There is no danger of having too many immigrants of the right kind. It makes no difference from what country they come. If they are sound in body and in mind, and, above all, if they are of good character, so that we can rest assured that their children and grandchildren will be worthy fellow-citizens of our children and grandchildren, then we should welcome them with cordial hospitality.
Based on the statement above, if Theodore Roosevelt were President of the United States today, which of the following policies would he be most likely to enact?
Strict laws that allow only a limited number of immigrants from democratic countries
Immigration rights for people that have had at least one immediate family member in the United States for at least 20 years
Unlimited immigration regardless of a person's background or country of origin
Strict immigration laws that allow only a few thousand immigrants into the United States each year
Unlimited immigration for people that pass a background check
Unlimited immigration for people that pass a background check
Roosevelt's main point in this portion of his speech is that good American citizens can come from any country and have any set of beliefs as long as they are of good character.
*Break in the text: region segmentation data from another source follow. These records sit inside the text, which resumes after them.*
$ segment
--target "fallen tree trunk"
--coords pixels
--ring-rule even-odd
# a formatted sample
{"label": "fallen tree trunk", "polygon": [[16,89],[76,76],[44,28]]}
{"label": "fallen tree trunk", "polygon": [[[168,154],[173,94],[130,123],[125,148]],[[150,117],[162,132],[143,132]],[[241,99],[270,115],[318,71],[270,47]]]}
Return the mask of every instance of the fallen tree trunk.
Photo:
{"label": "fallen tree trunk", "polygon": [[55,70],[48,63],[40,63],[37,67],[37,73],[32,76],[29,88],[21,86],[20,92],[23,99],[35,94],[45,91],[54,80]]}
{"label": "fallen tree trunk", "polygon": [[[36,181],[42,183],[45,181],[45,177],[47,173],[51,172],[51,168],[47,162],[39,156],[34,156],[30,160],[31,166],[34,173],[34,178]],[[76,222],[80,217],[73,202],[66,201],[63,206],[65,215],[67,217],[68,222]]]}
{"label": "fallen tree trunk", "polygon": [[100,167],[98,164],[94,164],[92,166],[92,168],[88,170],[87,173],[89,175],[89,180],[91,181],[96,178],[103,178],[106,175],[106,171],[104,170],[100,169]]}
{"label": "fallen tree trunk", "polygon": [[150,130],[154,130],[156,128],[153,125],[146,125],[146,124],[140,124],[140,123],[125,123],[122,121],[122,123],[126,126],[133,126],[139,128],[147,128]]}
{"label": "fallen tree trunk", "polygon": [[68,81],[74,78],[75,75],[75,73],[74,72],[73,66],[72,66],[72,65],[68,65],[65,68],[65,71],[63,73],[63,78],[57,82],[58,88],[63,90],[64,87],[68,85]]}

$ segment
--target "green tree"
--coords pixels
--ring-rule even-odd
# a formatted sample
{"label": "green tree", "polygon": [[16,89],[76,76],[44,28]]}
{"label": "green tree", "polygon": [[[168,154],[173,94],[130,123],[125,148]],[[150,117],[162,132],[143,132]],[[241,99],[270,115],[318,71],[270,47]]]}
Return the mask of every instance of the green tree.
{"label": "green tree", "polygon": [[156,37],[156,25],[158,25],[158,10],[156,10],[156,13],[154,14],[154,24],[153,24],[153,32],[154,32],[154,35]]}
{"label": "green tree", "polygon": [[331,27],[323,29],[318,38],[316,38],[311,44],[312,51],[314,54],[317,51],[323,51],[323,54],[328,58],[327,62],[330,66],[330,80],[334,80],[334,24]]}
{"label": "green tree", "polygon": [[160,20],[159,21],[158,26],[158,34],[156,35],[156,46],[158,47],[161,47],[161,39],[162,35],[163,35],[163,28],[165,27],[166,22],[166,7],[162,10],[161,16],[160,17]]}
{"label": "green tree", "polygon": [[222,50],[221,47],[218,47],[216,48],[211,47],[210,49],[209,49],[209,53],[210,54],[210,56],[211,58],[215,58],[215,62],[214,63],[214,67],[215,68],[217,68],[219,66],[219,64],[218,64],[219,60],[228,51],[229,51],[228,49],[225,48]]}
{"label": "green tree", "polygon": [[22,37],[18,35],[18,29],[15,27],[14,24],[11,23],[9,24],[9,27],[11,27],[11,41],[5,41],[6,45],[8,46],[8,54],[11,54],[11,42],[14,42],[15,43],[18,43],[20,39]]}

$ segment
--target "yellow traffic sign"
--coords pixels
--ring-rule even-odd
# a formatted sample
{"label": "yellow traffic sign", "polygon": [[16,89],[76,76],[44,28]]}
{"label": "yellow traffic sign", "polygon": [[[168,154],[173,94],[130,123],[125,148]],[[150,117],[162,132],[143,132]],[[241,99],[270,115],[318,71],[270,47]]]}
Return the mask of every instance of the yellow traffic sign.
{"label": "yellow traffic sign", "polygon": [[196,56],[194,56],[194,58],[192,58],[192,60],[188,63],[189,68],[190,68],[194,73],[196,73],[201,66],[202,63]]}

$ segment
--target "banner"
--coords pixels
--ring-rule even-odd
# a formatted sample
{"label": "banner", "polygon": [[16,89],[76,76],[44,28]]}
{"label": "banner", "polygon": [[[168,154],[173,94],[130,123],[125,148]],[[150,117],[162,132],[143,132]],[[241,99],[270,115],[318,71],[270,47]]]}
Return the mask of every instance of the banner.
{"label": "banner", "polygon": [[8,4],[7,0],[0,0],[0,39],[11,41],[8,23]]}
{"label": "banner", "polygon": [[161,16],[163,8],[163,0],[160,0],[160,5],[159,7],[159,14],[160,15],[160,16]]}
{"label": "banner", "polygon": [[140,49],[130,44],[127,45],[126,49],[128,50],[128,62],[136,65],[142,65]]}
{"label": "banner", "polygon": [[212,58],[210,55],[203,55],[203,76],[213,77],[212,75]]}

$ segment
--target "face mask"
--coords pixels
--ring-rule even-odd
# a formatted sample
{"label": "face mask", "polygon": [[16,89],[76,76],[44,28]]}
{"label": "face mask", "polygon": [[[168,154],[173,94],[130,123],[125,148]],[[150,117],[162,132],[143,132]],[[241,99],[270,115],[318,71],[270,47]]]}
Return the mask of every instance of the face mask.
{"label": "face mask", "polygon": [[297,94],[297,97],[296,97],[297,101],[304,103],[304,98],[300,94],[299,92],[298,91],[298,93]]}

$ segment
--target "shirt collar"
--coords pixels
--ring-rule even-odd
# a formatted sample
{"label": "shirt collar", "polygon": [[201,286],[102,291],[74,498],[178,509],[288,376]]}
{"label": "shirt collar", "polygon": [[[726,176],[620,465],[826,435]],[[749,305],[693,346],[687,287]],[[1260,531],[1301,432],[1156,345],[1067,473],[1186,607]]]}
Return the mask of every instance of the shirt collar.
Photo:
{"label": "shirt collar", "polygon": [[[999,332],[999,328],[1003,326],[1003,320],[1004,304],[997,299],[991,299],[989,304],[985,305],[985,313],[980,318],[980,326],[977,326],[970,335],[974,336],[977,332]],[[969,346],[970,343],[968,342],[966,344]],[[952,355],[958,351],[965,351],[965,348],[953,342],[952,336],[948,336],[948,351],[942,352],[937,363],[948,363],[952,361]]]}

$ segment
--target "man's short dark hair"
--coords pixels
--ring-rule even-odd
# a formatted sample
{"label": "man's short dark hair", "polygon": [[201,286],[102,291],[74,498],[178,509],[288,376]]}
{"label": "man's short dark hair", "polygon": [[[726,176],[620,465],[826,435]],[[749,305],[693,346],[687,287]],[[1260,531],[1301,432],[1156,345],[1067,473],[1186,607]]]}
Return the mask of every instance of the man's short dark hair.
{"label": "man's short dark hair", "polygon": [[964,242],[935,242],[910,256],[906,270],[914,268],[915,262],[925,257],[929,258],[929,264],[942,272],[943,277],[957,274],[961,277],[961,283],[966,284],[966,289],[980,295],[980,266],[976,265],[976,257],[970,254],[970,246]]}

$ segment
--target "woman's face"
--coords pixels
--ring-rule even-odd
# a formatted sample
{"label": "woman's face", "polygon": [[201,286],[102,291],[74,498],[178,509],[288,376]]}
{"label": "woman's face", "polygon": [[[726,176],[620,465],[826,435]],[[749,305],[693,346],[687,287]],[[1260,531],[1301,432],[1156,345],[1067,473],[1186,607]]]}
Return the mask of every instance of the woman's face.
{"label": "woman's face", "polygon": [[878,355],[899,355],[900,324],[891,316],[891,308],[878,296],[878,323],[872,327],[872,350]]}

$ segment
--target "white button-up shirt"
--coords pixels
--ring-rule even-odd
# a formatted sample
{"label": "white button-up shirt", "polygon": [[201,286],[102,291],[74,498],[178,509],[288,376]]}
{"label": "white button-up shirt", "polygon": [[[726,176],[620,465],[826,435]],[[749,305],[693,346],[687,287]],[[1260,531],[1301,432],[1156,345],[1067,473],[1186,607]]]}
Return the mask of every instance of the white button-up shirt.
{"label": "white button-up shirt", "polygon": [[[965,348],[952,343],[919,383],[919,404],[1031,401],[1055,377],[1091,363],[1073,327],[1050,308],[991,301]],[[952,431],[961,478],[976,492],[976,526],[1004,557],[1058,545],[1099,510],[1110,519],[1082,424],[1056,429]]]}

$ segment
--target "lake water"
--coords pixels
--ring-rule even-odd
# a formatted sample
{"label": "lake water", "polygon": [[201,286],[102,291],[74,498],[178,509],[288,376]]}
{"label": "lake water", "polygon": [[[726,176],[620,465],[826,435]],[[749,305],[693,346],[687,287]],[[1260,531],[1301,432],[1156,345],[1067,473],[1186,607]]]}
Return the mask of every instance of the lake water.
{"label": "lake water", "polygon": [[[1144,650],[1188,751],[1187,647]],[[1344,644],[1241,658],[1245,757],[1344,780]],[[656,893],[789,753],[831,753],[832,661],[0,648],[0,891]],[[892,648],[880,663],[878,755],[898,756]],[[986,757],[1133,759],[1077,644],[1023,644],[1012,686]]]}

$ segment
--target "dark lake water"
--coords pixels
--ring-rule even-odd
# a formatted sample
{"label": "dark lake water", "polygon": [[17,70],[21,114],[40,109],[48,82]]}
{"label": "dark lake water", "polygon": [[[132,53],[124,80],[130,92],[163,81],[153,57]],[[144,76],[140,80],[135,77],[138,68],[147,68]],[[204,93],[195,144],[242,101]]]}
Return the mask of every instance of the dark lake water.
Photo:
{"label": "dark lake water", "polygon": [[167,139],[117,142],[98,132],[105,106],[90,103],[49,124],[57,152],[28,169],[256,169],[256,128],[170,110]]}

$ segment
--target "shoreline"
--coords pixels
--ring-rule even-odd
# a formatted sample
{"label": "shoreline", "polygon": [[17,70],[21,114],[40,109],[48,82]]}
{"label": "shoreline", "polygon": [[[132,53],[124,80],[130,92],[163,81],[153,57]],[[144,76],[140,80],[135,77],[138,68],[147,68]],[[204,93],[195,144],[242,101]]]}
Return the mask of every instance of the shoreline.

The two answers that most closely follow this point are, "Unlimited immigration for people that pass a background check," and "Unlimited immigration regardless of a person's background or country of origin." The three other answers directly oppose Roosevelt's theory as outlined. The key is in his repeated sentiment that "good character" is required to make a good American citizen. It can be inferred from this belief that Roosevelt would approve of a background check before granting citizenship instead of just allowing anyone to enter the US regardless of potential past crimes.